Visite à la Tenuta San Leonardo, Vigneti delle Dolomiti
San Leonardo fut le choc d’une rencontre totalement hors du commun avec un homme et avec ses vins. On rappelle souvent cette phrase : « le vin doit avoir la gueule de l’endroit et les tripes de celui qui l’a fait ». Pour San Leonardo, c’est un peu vrai et cela le devient encore plus si l’on inverse cette sentence. Se peut-il qu’il y ait des vins qui ressemblent plus que celui-ci à son géniteur : un seul mot alors vient à l’esprit quand on le goûte : « aristocratique ». Le révolutionnaire que je suis aurait pourtant pu avoir du retrait … Mais le Marquis Carlo Gurrieri Gonzaga a su garder de cet adjectif ce qu’il y avait de plus beau, j’ai failli écrire « de plus noble » et cultive cette aristocratie dans le moindre de ses gestes et de ses mots, jusque dans son vin.

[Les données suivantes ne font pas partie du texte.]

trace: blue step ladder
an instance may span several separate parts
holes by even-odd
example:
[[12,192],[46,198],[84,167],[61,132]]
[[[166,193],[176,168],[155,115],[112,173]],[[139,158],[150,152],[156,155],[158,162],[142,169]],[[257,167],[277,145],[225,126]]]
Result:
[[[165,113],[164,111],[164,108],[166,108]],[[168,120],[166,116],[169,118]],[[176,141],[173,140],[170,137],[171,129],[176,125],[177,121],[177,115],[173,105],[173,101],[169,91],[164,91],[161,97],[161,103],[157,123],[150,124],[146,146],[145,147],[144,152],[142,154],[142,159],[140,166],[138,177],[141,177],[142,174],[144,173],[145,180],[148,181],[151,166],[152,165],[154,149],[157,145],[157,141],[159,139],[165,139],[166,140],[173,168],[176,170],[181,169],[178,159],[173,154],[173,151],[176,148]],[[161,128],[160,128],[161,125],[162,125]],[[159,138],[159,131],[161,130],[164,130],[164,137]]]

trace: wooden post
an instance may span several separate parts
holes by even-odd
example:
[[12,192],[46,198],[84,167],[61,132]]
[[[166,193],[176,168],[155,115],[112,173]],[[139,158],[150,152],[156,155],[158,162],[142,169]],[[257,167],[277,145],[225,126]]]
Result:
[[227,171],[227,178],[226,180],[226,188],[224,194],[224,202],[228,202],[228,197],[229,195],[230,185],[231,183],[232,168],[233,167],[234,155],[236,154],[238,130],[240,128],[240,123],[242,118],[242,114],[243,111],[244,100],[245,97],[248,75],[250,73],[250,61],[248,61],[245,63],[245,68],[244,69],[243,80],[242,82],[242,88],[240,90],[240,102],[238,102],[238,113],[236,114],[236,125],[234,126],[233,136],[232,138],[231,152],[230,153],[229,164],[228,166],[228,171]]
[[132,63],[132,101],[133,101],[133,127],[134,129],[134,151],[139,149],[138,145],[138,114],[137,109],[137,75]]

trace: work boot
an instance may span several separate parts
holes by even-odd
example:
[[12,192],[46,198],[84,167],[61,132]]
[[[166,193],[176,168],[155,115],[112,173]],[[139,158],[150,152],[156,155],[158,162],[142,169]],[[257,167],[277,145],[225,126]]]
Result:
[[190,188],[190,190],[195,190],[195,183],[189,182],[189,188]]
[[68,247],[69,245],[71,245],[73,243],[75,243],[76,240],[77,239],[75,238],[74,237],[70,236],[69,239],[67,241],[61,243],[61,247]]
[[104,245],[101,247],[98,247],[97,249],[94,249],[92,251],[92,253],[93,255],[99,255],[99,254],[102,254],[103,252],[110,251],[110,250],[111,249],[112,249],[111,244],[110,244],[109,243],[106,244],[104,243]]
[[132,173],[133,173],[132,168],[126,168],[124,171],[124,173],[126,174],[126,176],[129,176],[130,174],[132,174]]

Il Marchese est attaché à ce qui reste, à ce qui s’ancre dans la durée, la perpétuité… Par exemple, il garde précieusement les outils anciens et en a fait un musée qu’il aime montrer. De la même façon, il possède une collection unique d’engins motorisés jadis utilisés pour le travail de la vigne. Tous ces tracteurs anciens sont en parfait état de marche, comme si le passé devait s’ancrer dans le présent (ou le présent dans le passé, c’est selon). Faire un vin qui se garde s’inscrit dans cette démarche. Que ce vin soit produit sur cette terre d’origine, un lieu chargé d’histoire, l’est plus encore. Et que cette terre soit un terroir de grande qualité, près d’Avio, dans le sud du Trentin, ne l’est pas moins. Tout autant que ce vin est produit par des gens qui restent et dont les enfants aujourd’hui reviennent travailler à San Leonardo. Là où certains pourraient voir une forme de paternalisme se trouvent en fait une profonde et sincère affection, une parfaite connaissance et un grand respect de chacun.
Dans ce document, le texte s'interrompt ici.